Tribunal Administratif de Montreuil — Décision N° TA93-2511216

mardi 6 janvier 2026

JuridictionTribunal Administratif de Montreuil
SectionTribunal Administratif de Montreuil
N° DossierTA93-2511216
TypeDécision
RecoursExcès de pouvoir
PublicationD
Formation4ème chambre
Avocat requérantCABINET TRICAUD-TRAYNARD ASSOCIÉS

Résumé IA

Le Tribunal administratif de Montreuil, dans sa 4ème chambre, a rejeté la requête de M. C..., ressortissant algérien, qui contestait le refus de titre de séjour, l'obligation de quitter le territoire français et la fixation du pays de destination pris par le préfet de la Seine-Saint-Denis le 20 mai 2025. Le tribunal a écarté l'ensemble des moyens soulevés, notamment l'incompétence de l'auteur de l'acte, le défaut d'examen particulier, l'erreur de fait et la violation de l'article 8 de la Convention européenne des droits de l'homme. Il a jugé que la vie privée et familiale de l'intéressé n'était pas caractérisée par des liens suffisamment intenses et stables en France, et que l'absence de visa de long séjour faisait obstacle à la délivrance d'un certificat de résidence.
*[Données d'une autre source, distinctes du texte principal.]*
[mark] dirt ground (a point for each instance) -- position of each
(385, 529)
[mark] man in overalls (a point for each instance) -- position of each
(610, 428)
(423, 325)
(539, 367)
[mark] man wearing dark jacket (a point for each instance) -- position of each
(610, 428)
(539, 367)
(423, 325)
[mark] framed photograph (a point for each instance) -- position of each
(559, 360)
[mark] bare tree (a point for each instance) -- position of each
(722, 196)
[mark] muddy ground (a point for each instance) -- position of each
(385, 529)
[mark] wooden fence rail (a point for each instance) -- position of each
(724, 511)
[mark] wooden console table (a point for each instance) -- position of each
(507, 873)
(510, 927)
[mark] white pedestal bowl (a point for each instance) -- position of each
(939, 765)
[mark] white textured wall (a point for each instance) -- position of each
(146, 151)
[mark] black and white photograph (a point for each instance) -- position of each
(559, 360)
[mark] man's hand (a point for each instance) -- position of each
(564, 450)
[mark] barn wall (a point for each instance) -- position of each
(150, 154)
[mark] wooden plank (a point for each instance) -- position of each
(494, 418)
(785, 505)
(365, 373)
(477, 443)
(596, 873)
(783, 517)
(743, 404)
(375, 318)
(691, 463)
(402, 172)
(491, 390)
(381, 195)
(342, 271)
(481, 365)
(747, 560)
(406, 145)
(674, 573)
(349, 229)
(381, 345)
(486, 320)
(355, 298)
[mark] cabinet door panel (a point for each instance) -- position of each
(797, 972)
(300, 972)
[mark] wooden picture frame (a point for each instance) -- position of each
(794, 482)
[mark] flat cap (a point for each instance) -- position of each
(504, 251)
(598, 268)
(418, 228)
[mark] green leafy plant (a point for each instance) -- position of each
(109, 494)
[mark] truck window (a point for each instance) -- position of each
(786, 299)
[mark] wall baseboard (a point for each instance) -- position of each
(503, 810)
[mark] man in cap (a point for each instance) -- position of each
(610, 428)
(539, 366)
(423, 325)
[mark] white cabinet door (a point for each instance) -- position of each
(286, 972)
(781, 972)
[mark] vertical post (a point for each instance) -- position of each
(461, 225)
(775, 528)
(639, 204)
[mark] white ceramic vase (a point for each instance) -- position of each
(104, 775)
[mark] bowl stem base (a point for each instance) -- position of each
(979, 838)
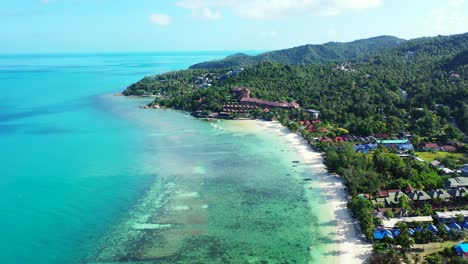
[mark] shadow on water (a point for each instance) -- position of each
(44, 110)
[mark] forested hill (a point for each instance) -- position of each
(308, 54)
(418, 86)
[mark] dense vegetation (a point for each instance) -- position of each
(381, 170)
(418, 86)
(410, 87)
(308, 54)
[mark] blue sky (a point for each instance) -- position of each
(34, 26)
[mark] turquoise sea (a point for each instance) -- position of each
(87, 177)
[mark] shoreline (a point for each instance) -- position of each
(348, 247)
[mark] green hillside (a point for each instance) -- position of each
(308, 54)
(410, 87)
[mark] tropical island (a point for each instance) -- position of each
(389, 115)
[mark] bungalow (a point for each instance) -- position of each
(381, 234)
(382, 135)
(401, 144)
(419, 196)
(446, 171)
(431, 147)
(449, 148)
(456, 182)
(464, 170)
(436, 164)
(394, 198)
(462, 250)
(314, 114)
(385, 194)
(270, 104)
(440, 194)
(449, 217)
(459, 192)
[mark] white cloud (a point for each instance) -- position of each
(265, 9)
(456, 3)
(160, 19)
(207, 13)
(269, 34)
(444, 22)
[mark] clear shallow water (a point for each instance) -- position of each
(87, 177)
(70, 162)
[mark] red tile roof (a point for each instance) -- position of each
(431, 145)
(449, 148)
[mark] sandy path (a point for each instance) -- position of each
(349, 248)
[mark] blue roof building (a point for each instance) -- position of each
(455, 226)
(464, 225)
(462, 250)
(432, 228)
(381, 234)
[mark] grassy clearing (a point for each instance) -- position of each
(426, 249)
(430, 156)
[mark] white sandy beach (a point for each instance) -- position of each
(348, 248)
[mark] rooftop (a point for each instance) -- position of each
(457, 182)
(452, 214)
(393, 141)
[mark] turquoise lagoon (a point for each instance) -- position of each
(87, 177)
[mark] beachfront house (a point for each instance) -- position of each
(462, 250)
(419, 196)
(464, 170)
(440, 194)
(400, 144)
(314, 114)
(394, 198)
(449, 148)
(456, 182)
(436, 164)
(459, 192)
(431, 147)
(449, 217)
(382, 234)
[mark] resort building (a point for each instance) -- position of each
(245, 99)
(440, 194)
(394, 198)
(449, 217)
(419, 196)
(431, 147)
(449, 148)
(400, 144)
(314, 114)
(457, 182)
(391, 222)
(269, 104)
(459, 192)
(462, 250)
(464, 170)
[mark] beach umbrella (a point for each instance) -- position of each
(465, 225)
(387, 233)
(446, 227)
(378, 234)
(432, 228)
(455, 226)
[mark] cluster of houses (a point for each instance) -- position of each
(456, 187)
(251, 103)
(436, 147)
(235, 108)
(203, 82)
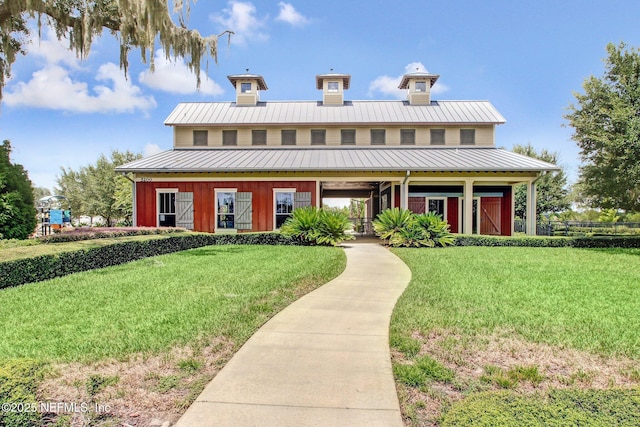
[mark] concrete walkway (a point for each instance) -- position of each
(322, 361)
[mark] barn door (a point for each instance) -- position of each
(417, 204)
(301, 199)
(490, 218)
(184, 210)
(245, 211)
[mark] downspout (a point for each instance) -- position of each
(134, 204)
(532, 210)
(404, 192)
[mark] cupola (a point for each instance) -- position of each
(418, 86)
(247, 87)
(333, 86)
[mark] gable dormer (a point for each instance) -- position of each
(333, 86)
(418, 86)
(247, 87)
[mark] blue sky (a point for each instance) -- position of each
(527, 58)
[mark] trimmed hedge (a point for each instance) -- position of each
(44, 267)
(550, 242)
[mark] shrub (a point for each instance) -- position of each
(550, 242)
(404, 228)
(313, 226)
(18, 272)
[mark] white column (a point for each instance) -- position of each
(467, 226)
(531, 208)
(134, 212)
(404, 195)
(318, 195)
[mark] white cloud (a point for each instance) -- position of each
(240, 17)
(151, 149)
(388, 85)
(173, 76)
(290, 15)
(53, 87)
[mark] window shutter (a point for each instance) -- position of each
(244, 211)
(301, 199)
(184, 210)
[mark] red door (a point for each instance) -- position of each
(490, 217)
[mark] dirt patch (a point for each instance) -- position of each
(142, 390)
(469, 357)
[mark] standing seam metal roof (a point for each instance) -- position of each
(359, 159)
(351, 113)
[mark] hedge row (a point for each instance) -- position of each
(553, 242)
(104, 233)
(18, 272)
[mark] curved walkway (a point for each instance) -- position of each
(322, 361)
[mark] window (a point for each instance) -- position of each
(421, 86)
(437, 136)
(283, 201)
(167, 208)
(467, 136)
(318, 137)
(378, 136)
(348, 137)
(225, 210)
(229, 137)
(200, 138)
(437, 205)
(407, 136)
(259, 137)
(289, 137)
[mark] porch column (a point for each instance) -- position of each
(531, 209)
(404, 195)
(467, 226)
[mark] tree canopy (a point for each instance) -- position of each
(136, 24)
(17, 211)
(606, 123)
(97, 190)
(551, 189)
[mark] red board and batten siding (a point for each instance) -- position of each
(204, 200)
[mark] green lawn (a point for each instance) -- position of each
(584, 299)
(155, 303)
(570, 299)
(18, 249)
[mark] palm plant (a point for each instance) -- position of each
(332, 228)
(404, 228)
(302, 224)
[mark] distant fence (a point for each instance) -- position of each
(581, 228)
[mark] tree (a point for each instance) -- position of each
(135, 23)
(606, 123)
(17, 212)
(551, 189)
(97, 190)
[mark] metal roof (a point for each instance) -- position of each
(253, 159)
(382, 113)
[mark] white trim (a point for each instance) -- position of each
(215, 210)
(158, 191)
(461, 213)
(444, 199)
(273, 206)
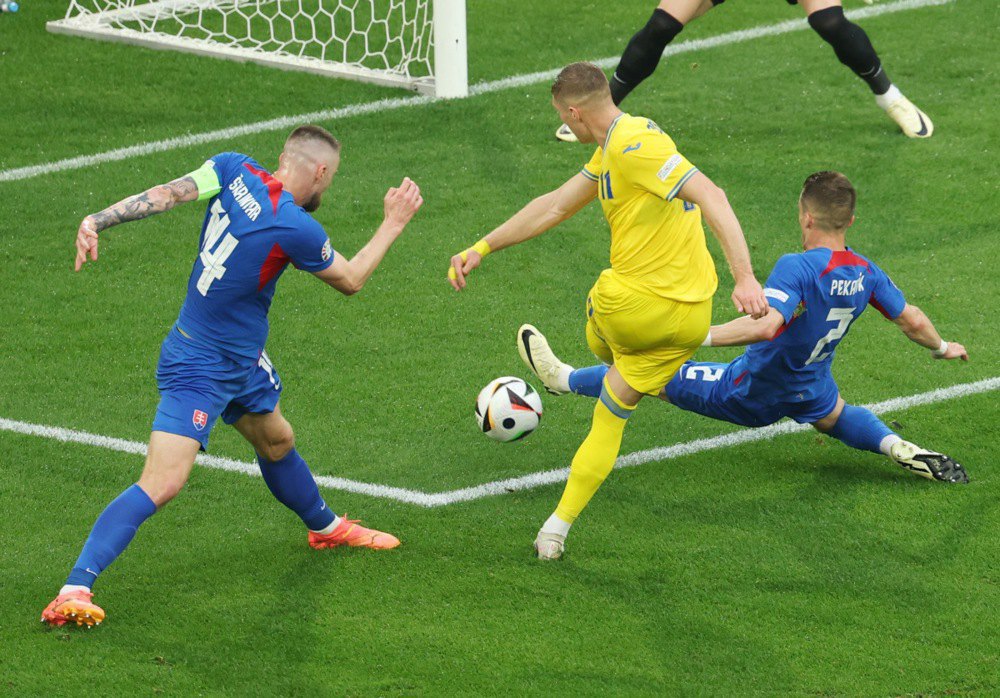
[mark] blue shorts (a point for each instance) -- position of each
(727, 392)
(198, 385)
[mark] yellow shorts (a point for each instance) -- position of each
(647, 337)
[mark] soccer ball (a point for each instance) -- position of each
(508, 409)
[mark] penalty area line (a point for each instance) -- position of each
(282, 123)
(501, 487)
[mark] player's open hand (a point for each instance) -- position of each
(748, 297)
(86, 242)
(954, 351)
(402, 203)
(461, 265)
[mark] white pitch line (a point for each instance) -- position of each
(285, 122)
(500, 487)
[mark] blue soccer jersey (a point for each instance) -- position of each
(820, 293)
(252, 231)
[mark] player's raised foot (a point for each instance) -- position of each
(549, 546)
(929, 464)
(911, 120)
(349, 532)
(537, 354)
(566, 135)
(73, 607)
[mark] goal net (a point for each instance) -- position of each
(416, 44)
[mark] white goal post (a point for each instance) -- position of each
(414, 44)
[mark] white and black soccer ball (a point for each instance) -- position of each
(508, 409)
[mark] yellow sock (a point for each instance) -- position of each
(596, 456)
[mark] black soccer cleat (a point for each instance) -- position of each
(929, 464)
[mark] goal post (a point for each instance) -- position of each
(414, 44)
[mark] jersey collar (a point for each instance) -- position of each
(611, 128)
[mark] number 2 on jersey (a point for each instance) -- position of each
(843, 318)
(214, 261)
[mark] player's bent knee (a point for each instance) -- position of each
(277, 444)
(163, 488)
(831, 24)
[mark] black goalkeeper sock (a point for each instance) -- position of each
(852, 47)
(643, 53)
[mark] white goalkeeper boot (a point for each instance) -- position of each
(549, 546)
(536, 353)
(913, 122)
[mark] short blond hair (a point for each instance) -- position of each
(830, 197)
(580, 82)
(312, 132)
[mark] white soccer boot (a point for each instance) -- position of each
(536, 353)
(549, 546)
(564, 134)
(929, 464)
(911, 120)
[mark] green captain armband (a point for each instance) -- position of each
(207, 181)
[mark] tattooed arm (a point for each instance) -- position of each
(156, 200)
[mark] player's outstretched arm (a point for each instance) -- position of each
(349, 276)
(745, 330)
(534, 219)
(155, 200)
(919, 328)
(748, 296)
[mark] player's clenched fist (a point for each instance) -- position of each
(402, 203)
(86, 242)
(748, 297)
(464, 262)
(953, 350)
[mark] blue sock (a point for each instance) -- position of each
(292, 484)
(588, 381)
(113, 531)
(860, 428)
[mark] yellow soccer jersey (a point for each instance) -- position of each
(657, 241)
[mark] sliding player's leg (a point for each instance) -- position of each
(592, 463)
(286, 473)
(719, 391)
(858, 427)
(854, 49)
(168, 464)
(645, 48)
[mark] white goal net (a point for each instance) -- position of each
(417, 44)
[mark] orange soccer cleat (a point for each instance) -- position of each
(73, 607)
(348, 532)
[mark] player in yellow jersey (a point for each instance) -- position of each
(648, 313)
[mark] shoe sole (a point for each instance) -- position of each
(81, 616)
(524, 349)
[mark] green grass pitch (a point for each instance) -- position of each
(786, 567)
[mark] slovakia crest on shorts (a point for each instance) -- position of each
(199, 419)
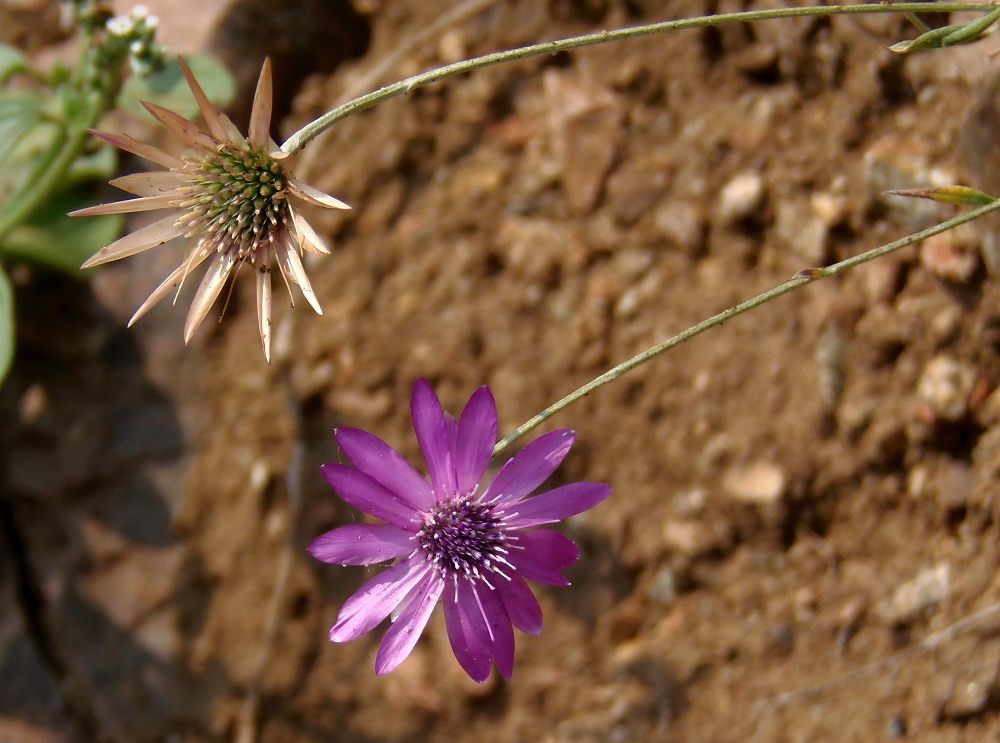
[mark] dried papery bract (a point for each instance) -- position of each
(234, 200)
(454, 539)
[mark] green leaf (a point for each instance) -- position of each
(169, 89)
(56, 241)
(948, 194)
(100, 165)
(6, 324)
(11, 61)
(19, 115)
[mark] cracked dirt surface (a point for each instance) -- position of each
(805, 499)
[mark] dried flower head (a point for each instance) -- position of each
(231, 196)
(469, 546)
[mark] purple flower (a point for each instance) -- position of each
(453, 539)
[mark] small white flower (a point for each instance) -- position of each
(119, 26)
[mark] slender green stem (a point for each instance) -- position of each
(799, 280)
(300, 138)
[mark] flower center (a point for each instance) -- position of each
(463, 538)
(239, 198)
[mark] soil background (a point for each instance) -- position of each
(802, 540)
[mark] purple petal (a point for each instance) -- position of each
(403, 635)
(542, 555)
(376, 599)
(361, 544)
(467, 631)
(530, 467)
(557, 504)
(362, 492)
(500, 629)
(381, 462)
(477, 433)
(521, 605)
(431, 427)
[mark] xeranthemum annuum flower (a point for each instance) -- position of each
(231, 197)
(453, 539)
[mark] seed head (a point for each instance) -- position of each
(232, 197)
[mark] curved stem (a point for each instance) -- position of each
(302, 137)
(801, 279)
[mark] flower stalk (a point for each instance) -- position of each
(806, 276)
(310, 131)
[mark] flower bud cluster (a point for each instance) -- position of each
(134, 36)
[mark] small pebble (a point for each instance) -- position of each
(739, 198)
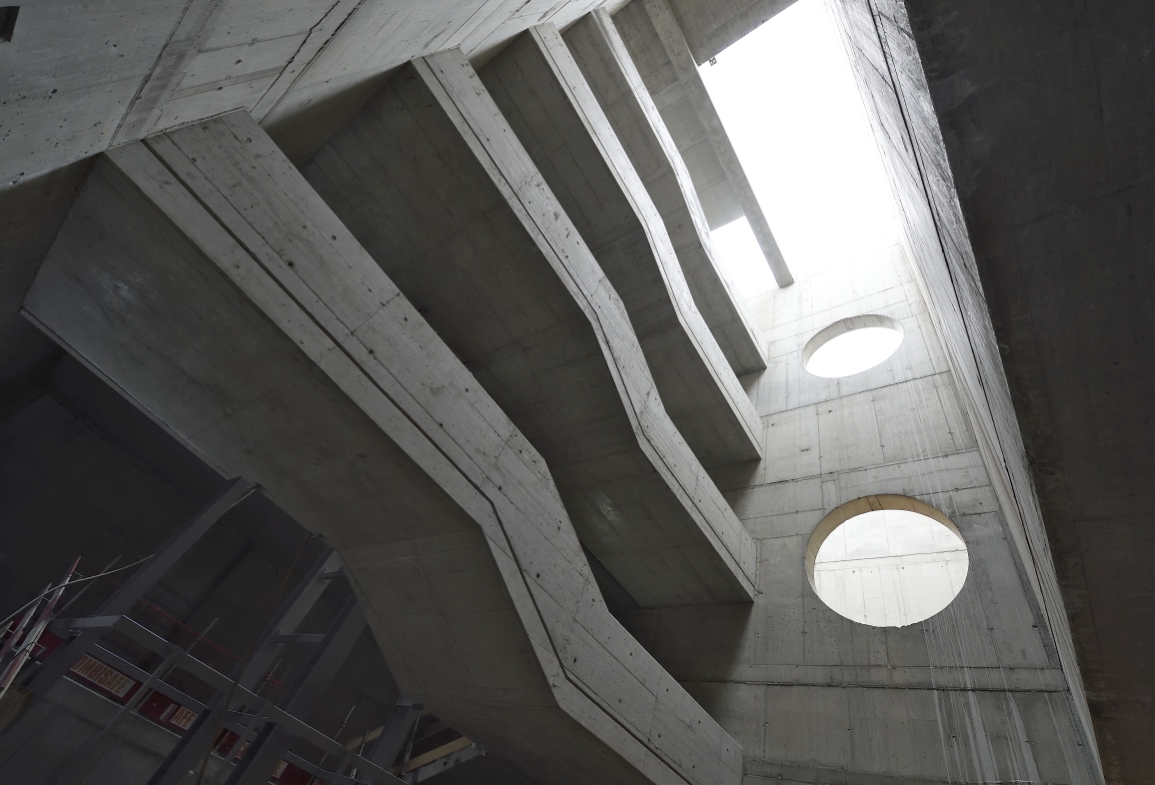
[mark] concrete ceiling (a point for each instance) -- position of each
(1048, 112)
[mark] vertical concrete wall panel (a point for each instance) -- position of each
(210, 284)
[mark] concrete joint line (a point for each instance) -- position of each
(431, 68)
(165, 151)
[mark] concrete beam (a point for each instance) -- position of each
(657, 45)
(434, 184)
(597, 49)
(202, 276)
(543, 95)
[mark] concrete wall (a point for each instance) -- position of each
(975, 693)
(889, 72)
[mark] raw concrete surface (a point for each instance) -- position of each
(657, 46)
(975, 694)
(436, 185)
(542, 92)
(600, 52)
(448, 523)
(1048, 117)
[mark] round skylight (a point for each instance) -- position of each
(887, 561)
(851, 345)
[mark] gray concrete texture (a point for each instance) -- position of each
(973, 694)
(548, 103)
(657, 46)
(886, 61)
(308, 372)
(84, 76)
(597, 47)
(470, 232)
(1043, 119)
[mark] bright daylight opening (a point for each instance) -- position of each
(851, 345)
(889, 568)
(790, 105)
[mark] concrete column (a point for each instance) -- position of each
(543, 95)
(655, 42)
(600, 52)
(200, 275)
(437, 187)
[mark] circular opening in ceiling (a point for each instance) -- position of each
(851, 345)
(886, 561)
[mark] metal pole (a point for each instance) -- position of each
(140, 582)
(34, 635)
(198, 738)
(273, 742)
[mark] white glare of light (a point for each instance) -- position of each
(740, 259)
(790, 105)
(851, 346)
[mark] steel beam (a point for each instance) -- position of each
(61, 660)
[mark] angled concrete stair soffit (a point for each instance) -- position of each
(543, 95)
(433, 182)
(601, 54)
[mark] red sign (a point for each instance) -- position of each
(107, 680)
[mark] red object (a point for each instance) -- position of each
(105, 680)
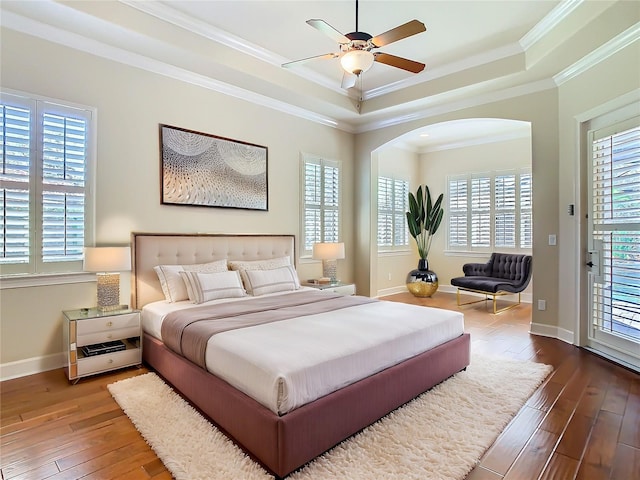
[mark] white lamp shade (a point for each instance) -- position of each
(357, 61)
(328, 251)
(107, 259)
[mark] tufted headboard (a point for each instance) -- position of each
(151, 249)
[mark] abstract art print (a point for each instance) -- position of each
(199, 169)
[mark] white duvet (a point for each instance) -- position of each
(286, 364)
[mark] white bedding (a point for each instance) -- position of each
(286, 364)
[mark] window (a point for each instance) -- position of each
(393, 200)
(43, 185)
(321, 202)
(490, 210)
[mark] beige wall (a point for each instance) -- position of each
(436, 166)
(131, 103)
(541, 110)
(392, 267)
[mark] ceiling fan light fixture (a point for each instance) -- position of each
(357, 61)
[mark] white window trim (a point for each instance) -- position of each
(469, 251)
(306, 255)
(74, 274)
(388, 250)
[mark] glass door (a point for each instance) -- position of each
(614, 242)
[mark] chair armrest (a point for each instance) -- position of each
(477, 269)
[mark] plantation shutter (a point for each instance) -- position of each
(14, 183)
(458, 213)
(393, 199)
(331, 211)
(505, 210)
(321, 209)
(43, 185)
(526, 209)
(64, 149)
(400, 207)
(481, 212)
(385, 212)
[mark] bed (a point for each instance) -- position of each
(281, 440)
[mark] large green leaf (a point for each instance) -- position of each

La solution retenue est le rejet de la requête, fondée sur l'accord franco-algérien du 27 décembre 1968 et le code de l'entrée et du séjour des étrangers et du droit d'asile.

Texte intégral

Vu la procédure suivante :

Par une requête, enregistrée le 30 juin 2025, M. A... C..., représenté par
Me Harabi, demande au tribunal :

1°) d’annuler les décisions du 20 mai 2025 par lesquelles le préfet de la Seine-Saint-Denis lui a refusé la délivrance d’un titre de séjour, l’a obligé à quitter le territoire français dans un délai de trente jours et a fixé le pays de destination ;

2°) d’enjoindre au préfet de la Seine-Saint-Denis de lui délivrer un certificat de résidence algérien mention « vie privée et familiale » dans le délai d’un mois ou, à défaut, de réexaminer sa situation dans le délai de trois mois à compter de la date de notification du jugement à intervenir, sous astreinte de 100 euros par jour de retard ;

3°) de mettre à la charge de l’État une somme de 1 500 euros au titre de l’article L. 761-1 du code de justice administrative.

Il soutient que :

En ce qui concerne la décision de refus de titre de séjour :
- elle est entachée d’incompétence ;
- elle est illégale en l’absence d’examen particulier de sa situation par le préfet ;
- elle est entachée d’une erreur de fait sur sa durée de séjour en France ;
- elle méconnaît l’article 8 de la convention européenne de sauvegarde des droits de l'homme et des libertés fondamentales ;
- elle est entachée d’une erreur manifeste d'appréciation au regard du pouvoir exceptionnel de régularisation du préfet ;

En ce qui concerne la décision portant obligation de quitter le territoire français :
- elle est dépourvue de base légale en raison de l’illégalité de la décision de refus de titre ;
- elle est entachée d’incompétence ;
- elle méconnaît l’article 8 de la convention européenne de sauvegarde des droits de l'homme et des libertés fondamentales ;

En ce qui concerne la décision fixant le pays de destination :
- elle est dépourvue de base légale en raison de l’illégalité de la décision portant obligation de quitter le territoire français ;
- elle est entachée d’incompétence.

Par un mémoire en défense, enregistré le 14 novembre 2025, le préfet de la Seine-Saint-Denis conclut au rejet de la requête.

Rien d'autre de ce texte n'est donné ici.